Editions Le Dilettante

Date de parution : 25/08/2010

Présentation
Le grain de sable, on croit le connaître, mais il peut prendre bien des aspects. Celui qui vient soudainement gripper la carrière de fonctionnaire diplomatique, benoîte et prévisible, du héros du Front russe, formé à l’exotisme par une lecture méticuleuse de Géo, adopte celle d’un attaché-case. Grande chose noire et anguleuse, cadeau de maman. À l’heure de l’entrée en fonctions, un chef de service vient y donner du genou. En découle une lésion au front assortie d’une mutation sèche, aux confins de l’empire, sur le « front russe », service voué au « pays en voie de création – section Europe de l’Est et Sibérie ».

Usant de cette officine diplomatique (située dans le néo-XIIIe, « sorte de Broadway faussement high-tech ») comme base opérationnelle, notre homme va répondre à une rare vocation de gaffeur lunaire et de planificateur de catastrophes, plus désopilantes les unes que les autres, qui renforceront l’exil de notre homme sur le « front russe », entre Boutinot, le chef de service, Aline, fugace maîtresse et quelques collègues improbables. Notre homme, frustré dans son désir d’horizon (« J’avais l’impression d’être loin sans être ailleurs »), se résignera à ce bout de quai qu’est sa carrière de fonctionnaire (« Je vis et il ne se passe rien »). Mot de la fin, signé du même : « L’histoire d’une vie, c’est toujours l’histoire d’un échec ».
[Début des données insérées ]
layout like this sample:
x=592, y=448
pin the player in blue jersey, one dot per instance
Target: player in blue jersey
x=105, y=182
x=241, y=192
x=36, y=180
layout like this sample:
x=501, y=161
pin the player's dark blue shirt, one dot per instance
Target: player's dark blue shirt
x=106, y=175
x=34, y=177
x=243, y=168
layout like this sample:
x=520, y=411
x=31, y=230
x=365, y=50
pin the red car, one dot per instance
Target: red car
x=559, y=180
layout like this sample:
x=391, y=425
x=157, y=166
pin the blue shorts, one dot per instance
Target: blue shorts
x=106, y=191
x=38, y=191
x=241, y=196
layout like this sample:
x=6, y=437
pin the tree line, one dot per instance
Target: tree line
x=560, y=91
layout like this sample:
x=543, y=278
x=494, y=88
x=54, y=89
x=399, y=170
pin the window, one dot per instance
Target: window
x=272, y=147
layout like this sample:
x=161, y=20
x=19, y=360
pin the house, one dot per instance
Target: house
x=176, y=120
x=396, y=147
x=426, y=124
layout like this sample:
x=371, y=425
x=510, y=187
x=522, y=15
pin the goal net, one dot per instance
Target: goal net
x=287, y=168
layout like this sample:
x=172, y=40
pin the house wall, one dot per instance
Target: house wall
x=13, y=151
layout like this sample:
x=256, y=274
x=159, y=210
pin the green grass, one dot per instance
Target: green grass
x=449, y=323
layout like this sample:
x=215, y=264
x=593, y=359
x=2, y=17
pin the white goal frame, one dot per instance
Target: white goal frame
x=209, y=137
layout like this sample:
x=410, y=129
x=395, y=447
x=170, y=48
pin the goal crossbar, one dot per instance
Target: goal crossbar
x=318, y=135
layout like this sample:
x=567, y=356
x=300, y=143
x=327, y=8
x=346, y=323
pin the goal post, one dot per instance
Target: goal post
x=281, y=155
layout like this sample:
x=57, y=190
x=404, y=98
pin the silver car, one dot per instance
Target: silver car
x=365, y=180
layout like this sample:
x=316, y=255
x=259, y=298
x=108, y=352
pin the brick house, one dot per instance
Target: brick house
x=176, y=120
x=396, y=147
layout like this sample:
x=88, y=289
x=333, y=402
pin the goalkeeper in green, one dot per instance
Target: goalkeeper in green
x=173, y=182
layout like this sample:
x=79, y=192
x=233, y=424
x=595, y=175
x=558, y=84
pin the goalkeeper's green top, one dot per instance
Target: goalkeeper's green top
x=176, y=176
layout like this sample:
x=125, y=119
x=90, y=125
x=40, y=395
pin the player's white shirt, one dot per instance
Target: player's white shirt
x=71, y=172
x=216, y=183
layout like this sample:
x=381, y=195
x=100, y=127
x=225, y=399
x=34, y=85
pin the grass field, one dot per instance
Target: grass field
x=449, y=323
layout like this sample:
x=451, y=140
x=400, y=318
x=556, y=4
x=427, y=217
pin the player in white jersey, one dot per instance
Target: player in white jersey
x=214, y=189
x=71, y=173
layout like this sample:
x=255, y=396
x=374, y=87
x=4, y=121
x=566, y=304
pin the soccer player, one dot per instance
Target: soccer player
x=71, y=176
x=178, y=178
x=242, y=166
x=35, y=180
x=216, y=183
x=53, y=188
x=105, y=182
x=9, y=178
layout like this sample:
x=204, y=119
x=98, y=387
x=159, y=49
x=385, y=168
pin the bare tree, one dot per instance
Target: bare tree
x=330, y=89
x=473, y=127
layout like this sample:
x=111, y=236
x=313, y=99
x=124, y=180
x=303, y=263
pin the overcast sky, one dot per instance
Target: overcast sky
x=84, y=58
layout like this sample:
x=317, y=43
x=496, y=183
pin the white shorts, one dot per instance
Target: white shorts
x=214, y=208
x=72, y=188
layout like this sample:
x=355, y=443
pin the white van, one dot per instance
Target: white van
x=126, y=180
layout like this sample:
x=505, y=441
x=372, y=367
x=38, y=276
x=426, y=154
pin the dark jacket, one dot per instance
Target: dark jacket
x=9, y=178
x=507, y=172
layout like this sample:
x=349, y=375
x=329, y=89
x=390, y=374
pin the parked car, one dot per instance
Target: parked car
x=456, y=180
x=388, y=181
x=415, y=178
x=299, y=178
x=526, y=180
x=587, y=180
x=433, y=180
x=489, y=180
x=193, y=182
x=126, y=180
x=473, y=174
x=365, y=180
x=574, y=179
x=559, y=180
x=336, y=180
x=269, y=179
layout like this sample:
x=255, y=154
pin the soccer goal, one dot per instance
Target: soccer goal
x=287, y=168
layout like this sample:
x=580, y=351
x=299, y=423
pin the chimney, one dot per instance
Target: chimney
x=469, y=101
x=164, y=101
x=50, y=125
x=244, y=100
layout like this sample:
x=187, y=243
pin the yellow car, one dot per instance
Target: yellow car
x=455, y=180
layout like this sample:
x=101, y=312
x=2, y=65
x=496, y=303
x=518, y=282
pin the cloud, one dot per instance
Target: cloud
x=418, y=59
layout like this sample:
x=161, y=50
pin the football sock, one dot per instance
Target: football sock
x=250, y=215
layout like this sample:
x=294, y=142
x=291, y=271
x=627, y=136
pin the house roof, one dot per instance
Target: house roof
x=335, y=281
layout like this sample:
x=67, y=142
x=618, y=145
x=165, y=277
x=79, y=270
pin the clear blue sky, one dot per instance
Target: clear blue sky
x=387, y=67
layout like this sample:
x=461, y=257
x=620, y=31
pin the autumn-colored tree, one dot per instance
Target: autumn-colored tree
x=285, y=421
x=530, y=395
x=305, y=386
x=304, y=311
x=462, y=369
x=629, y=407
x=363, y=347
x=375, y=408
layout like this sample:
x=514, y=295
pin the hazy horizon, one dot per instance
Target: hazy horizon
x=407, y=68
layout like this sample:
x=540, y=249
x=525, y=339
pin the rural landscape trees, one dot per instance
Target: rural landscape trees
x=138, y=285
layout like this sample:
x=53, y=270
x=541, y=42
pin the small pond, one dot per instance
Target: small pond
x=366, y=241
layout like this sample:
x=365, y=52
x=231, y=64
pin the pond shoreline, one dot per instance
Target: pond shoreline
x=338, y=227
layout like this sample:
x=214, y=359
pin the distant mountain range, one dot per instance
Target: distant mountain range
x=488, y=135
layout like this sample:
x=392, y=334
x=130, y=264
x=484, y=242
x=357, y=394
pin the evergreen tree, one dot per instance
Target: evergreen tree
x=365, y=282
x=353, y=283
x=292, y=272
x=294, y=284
Le pot est au monde du travail ce que la boum était à notre adolescence : une occasion récurrente, régulière, rassurante, d’oublier la tristesse et la monotonie de l’année qui s’écoule avec lenteur jusqu’aux prochaines grandes vacances en y introduisant des moments de communion, d’entrain forcé autour de boissons et de nourritures incertaines.

Avis
Formidable livre sur un jeune diplomate fraîchement diplômé, rêvant d’ailleurs et entrant au Ministère des affaires étrangères à seule fin de voyager. Il prend ses fonctions dans un bureau à Paris, une administration « secondaire » nommée le Front Russe, Le «Bureau des pays en voie de création/Section Europe de l'Est et Sibérie» sorte de punition causée par le cadeau encombrant de sa mère tout aussi encombrante : une grosse mallette en cuir, un attaché-case.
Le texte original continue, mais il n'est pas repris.